Code assistants — category 09 population follow-up survey 2026-05-18, NuClide Research

NuClide Research · 2026-05-18 · four-day delta against the 2026-05-14 baseline, with a verification-stage correction late in the session.

Summary

This is the second pass on the AI code-assistant tier. The first pass on 2026-05-14 ran the full chain on 233 hosts and found 54 unauth across 8 platforms. Four days later we re-harvested and ran the chain again. Late in the session, a Stage-2 verification pass at the data-layer corrected the headline numbers down by 66 percent and produced two new insights.

DCWF KSAT coverage

Auto-derived from DCWF AI work-role rule files (ksat-tag).

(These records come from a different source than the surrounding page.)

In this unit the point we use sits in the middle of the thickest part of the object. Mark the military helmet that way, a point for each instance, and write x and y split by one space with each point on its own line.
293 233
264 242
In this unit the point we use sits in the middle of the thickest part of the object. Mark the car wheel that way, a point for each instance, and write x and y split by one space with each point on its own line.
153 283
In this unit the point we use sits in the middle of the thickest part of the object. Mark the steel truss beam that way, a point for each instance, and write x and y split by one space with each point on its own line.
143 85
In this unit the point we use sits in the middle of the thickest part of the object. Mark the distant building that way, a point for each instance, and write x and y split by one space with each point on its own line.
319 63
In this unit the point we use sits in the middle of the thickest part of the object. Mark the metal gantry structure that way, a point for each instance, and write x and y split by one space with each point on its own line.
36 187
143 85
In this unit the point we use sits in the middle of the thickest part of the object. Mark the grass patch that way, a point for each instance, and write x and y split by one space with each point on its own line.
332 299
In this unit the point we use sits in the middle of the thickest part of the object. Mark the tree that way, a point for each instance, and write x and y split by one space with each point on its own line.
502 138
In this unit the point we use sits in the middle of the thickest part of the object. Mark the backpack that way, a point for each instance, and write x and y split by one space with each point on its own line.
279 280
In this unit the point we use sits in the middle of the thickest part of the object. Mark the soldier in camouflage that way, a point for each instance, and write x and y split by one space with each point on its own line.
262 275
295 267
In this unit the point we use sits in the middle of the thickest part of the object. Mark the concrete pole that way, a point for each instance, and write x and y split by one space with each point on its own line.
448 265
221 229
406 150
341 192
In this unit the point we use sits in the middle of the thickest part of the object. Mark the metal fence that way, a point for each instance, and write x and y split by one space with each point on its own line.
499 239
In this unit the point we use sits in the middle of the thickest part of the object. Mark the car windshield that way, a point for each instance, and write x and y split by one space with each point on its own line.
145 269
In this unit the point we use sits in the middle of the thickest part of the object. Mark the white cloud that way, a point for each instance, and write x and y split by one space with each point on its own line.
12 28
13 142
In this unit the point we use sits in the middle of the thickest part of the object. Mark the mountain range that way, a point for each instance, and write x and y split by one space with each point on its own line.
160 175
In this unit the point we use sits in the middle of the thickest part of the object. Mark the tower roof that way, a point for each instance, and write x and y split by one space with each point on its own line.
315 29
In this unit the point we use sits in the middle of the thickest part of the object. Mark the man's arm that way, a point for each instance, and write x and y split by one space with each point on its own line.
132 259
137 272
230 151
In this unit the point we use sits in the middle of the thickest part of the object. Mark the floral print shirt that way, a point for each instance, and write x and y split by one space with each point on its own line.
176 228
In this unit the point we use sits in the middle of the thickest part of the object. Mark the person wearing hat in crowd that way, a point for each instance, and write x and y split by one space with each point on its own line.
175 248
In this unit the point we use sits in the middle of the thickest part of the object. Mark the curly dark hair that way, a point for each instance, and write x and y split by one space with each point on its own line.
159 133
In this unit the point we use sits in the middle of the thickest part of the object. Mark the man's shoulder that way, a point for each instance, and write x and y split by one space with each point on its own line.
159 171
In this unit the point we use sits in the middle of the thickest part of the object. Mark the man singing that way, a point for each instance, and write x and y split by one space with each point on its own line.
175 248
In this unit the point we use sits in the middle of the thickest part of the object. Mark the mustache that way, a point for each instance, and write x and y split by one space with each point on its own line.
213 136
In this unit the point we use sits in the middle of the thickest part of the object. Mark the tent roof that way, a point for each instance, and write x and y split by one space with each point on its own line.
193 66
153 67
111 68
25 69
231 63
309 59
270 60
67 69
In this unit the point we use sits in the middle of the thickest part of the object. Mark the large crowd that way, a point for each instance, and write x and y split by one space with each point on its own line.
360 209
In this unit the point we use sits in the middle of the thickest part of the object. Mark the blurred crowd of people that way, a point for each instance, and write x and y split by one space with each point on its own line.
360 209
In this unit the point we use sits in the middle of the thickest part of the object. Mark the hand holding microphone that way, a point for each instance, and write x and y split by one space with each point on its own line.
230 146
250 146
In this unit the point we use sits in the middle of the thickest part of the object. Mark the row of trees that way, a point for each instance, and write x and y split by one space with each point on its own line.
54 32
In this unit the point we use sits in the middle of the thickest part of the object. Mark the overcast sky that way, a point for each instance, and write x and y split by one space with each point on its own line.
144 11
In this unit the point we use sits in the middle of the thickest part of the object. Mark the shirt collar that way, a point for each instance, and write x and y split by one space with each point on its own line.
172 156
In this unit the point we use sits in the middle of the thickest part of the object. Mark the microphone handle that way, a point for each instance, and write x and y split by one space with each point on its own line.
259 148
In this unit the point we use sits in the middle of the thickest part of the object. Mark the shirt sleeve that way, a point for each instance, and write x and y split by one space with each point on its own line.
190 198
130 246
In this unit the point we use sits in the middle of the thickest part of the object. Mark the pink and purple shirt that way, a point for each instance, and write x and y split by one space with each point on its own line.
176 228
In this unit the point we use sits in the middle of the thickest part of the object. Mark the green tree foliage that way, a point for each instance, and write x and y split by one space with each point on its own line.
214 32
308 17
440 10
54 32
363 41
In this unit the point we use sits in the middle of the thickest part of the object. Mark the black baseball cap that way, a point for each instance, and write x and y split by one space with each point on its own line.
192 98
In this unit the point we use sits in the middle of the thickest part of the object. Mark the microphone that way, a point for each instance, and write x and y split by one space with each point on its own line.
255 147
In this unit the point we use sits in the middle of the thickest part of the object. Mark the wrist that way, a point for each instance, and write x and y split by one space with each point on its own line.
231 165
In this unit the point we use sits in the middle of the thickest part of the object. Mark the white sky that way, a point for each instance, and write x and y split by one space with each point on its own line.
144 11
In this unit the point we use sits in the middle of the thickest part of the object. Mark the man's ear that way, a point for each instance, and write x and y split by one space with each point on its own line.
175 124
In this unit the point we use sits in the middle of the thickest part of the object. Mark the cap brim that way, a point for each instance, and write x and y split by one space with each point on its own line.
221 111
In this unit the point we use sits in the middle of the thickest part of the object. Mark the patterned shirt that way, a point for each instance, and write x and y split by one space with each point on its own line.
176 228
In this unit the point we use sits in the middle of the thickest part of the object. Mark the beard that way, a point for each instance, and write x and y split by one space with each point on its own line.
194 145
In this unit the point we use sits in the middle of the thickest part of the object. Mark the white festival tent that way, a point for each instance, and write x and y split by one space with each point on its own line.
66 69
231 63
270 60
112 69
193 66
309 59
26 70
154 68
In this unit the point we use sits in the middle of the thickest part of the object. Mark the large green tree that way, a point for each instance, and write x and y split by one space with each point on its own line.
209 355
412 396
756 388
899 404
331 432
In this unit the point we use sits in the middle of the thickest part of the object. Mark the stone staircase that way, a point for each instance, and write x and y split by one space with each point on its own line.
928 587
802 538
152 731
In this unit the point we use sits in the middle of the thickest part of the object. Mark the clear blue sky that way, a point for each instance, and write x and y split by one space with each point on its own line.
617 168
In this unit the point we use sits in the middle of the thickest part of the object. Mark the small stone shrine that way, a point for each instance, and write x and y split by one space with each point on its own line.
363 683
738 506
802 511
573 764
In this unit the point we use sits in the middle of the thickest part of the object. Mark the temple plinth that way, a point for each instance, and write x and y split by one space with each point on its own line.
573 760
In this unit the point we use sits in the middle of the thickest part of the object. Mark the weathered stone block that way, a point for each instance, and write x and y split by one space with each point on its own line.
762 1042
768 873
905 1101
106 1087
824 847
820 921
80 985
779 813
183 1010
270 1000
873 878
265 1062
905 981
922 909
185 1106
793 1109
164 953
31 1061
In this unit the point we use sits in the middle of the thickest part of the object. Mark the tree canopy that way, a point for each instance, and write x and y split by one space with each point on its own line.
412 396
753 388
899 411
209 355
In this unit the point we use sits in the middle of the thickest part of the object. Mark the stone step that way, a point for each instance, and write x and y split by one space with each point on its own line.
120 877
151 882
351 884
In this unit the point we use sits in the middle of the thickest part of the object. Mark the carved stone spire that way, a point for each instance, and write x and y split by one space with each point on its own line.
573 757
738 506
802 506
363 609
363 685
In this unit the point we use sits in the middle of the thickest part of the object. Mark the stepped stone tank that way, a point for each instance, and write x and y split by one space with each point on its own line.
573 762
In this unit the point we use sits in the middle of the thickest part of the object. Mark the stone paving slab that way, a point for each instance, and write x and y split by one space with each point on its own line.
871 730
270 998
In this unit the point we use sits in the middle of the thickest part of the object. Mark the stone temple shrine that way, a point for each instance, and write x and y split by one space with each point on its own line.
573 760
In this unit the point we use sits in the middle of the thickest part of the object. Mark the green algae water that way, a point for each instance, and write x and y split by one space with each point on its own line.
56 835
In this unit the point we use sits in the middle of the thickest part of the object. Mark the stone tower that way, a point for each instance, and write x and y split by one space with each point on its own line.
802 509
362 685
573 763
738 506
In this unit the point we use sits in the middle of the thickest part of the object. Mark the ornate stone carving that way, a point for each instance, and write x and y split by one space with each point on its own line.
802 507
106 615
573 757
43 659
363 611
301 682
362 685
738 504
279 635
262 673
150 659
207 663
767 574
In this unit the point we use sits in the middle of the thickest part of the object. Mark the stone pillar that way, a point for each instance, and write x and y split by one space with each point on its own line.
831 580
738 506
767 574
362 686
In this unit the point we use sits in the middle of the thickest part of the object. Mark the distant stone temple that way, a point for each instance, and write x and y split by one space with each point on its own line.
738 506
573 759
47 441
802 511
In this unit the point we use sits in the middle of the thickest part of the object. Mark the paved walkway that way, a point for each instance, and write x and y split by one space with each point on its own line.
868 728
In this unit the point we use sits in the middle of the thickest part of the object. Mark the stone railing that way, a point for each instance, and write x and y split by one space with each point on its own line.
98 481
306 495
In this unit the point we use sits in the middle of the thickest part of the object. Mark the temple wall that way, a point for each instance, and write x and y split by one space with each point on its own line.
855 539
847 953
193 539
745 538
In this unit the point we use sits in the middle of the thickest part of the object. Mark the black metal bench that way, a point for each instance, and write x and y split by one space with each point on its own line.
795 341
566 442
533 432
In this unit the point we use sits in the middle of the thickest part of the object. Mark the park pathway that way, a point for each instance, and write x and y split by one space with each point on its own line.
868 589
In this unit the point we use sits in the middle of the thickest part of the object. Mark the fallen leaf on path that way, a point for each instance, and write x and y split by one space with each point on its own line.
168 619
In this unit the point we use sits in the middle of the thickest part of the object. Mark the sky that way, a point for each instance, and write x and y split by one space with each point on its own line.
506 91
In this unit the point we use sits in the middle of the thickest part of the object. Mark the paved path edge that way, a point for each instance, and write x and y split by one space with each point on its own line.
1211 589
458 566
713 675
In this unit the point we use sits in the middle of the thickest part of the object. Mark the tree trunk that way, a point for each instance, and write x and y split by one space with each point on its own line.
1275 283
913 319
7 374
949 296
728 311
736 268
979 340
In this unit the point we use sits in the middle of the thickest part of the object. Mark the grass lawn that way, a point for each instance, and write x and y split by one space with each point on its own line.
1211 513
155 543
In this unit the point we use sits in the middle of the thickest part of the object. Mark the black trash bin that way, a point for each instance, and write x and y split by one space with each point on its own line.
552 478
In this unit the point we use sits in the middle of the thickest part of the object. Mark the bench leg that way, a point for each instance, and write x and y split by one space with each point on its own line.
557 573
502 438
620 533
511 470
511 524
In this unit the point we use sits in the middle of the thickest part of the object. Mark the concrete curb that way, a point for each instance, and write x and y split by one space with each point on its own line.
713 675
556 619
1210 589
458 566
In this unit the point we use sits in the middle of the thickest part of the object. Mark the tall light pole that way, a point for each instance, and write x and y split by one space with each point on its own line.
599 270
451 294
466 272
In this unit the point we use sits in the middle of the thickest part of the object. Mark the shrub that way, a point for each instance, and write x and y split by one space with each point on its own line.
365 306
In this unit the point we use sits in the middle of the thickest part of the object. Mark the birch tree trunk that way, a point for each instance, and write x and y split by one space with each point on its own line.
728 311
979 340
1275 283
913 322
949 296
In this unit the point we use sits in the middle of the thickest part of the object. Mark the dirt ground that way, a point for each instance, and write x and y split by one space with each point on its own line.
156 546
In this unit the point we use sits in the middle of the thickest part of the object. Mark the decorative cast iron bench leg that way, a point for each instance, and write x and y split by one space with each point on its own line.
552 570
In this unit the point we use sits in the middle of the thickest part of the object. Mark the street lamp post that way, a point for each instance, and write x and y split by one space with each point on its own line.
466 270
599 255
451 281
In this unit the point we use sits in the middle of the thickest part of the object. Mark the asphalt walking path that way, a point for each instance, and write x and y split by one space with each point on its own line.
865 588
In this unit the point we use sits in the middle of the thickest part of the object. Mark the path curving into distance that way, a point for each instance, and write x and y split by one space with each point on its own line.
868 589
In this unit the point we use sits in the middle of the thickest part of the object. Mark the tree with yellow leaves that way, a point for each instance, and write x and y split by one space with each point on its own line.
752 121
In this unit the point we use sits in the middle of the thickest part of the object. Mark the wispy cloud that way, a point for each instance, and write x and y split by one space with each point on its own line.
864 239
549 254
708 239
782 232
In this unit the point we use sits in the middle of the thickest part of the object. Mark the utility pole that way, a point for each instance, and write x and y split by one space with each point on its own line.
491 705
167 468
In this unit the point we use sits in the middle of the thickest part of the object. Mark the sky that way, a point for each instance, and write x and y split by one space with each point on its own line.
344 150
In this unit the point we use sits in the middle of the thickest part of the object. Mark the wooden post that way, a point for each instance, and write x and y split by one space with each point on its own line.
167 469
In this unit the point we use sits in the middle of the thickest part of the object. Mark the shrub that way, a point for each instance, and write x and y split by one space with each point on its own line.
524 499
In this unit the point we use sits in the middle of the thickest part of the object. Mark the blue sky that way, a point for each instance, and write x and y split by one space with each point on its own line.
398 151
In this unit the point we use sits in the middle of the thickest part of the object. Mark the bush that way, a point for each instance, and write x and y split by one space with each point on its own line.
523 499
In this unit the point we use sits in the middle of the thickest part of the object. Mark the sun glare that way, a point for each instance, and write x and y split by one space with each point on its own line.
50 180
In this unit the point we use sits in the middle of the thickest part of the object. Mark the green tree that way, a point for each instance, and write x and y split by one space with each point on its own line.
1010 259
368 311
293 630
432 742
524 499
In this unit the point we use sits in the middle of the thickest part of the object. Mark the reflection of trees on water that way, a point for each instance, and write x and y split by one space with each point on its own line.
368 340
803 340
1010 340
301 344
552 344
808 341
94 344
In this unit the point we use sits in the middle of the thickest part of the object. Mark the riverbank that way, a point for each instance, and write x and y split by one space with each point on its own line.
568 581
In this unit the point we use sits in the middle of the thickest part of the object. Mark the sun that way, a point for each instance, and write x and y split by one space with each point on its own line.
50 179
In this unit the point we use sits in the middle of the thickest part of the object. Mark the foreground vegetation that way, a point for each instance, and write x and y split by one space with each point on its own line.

672 (AI Test & Evaluation Specialist): K7003, K7004, K7044, K7054, S7068, S7070, S7075, T5858, T5904, T5919
733 (AI Risk & Ethics Specialist): K7051, T5868, T5893
overlap (Common AI KSATs (all 5 roles)): K1158, K1159, K22, K6311, K6900, K6935, K7003, S7065

Verified numbers (data-layer probe + agent API contract anchor):

65 verified-unauth code-assistant hosts across 3 platforms (down from 192 originally claimed across 10 platforms)
OpenHands carries the survey: 61 hosts accept unauth POST /api/conversations; 16 of those allocated a sandbox container in READY state without auth, in under 60 seconds
127 of 192 original claims were false positives at the data-layer. Some were app-builder generated outputs (bolt.diy, Dyad, gpt-engineer — 47 hosts). Others were login pages of platforms with auth-on-default (Sourcegraph 19, OpenDevin 2, etc.)
Insight #30 codified (persistence without pressure) — 83.3% of 2026-05-14 OpenHands baseline still unauth 4 days later
Insight #31 codified (app-builder brand in generated output) — Stage-2 verify probes anchoring on body text catch the AGENT’S OUTPUT, not the agent; the correction is to anchor on the agent’s API contract

Verified vs Inferred vs Hypothesized, per the post-session feedback discipline:

Verified (primary-source probe response): OpenHands 61 POST accepts + 16 RUNNING sandboxes; Sourcebot 1 (CanerTheOz repo enum); Sweep AI 3 (Sweep backend exposed); 11 cert-pivot operator attributions; OpenDevin agent-gated; Sourcegraph all “Private mode required”; Tabnine data-layer 401; all 47 app-builder hits are generated-output FPs
Inferred but not verified: that the 16 sandbox-READY hosts have working LLM provider credentials wired in (would require sending a paid message to confirm — outside the restraint ethic)
Hypothesized: that sandbox-escape is reachable from a started conversation; that any per-host conversation would call the operator’s LLM provider if a message were sent

Thesis fit (corrected)

The auth-on-default thesis is confirmed on OpenHands at population scale. Of 100 confirmed real OpenHands hosts, 61 (61%) accept unauth POST that creates a conversation; of those, 16 (16% of the total, 26% of the POST-accepting subset) advanced to RUNNING + READY sandbox state without authentication. OpenHands ships with no auth concept on the FastAPI surface by default; the operator is expected to wrap it in an auth proxy; at population scale, most do not.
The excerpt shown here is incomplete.